The launch of a new Apple product draws crowds of fans all over the world. But most of them don't riot like a group of drunken football supporters after the home team has lost.
Some said the frenzy among Chinese Apple followers is a result of the company's deliberate strategy of "hunger marketing" by limiting the supply in China. It sounds reasonable. But as a multinational corporation whose business reaches every corner of the world, Apple can easily apply "hunger marketing" everywhere. Why is it such a successful strategy in China? Is it simply because of the sheer size of the Chinese population, or the swelling pocketbooks of the Chinese?
The existence of a huge army of scalpers indicates that the potential profits of the Apple market are huge. And Chinese consumers seem willing to fork over even larger amounts than Apple fans elsewhere to get their hands on a shiny new device.
Apple fans may be equally gullible in their pursuit of the latest toy wherever they live. But aside from the pursuit of the latest electronic fashion, Apple worship in China has some local characteristics. The love of Apple is part of the Chinese enthusiasm for foreign-made luxury goods.
Nobody needs a 5,000 yuan handset, but for many Chinese, the pride of owning the luxury is more important than the functionality of the object. That's why they'll blow two months' income on a gadget. They might not be able to drive the same Mercedes as the rich, but they can carry the same LV bag.
When the iPhone4S was launched in the US, Canada and especially Hong Kong Special Administrative Region, mainlanders were mobilizing all their resources and connections to get their hands on one. As demonstrated by the queues of Chinese tourists in London or New York this holiday season, who bypassed famous attractions to hit Harrods or Macy's, Chinese consumers seem to have a particular enthusiasm for overpriced foreign brands.
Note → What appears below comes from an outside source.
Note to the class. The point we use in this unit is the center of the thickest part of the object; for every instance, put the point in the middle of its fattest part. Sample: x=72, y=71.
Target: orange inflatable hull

In every society, every country and every generation, there will be a number of people who go crazy about certain fashions. It is not so strange for China to have one of the world's biggest group of Apple cultists. The worship of Apple is no less reasonable than the worship of actual religious idols. Maybe the situation only reflects the lack of idol in Chinese society: without other idols to worship, Apple fans put their collective faith in Apple.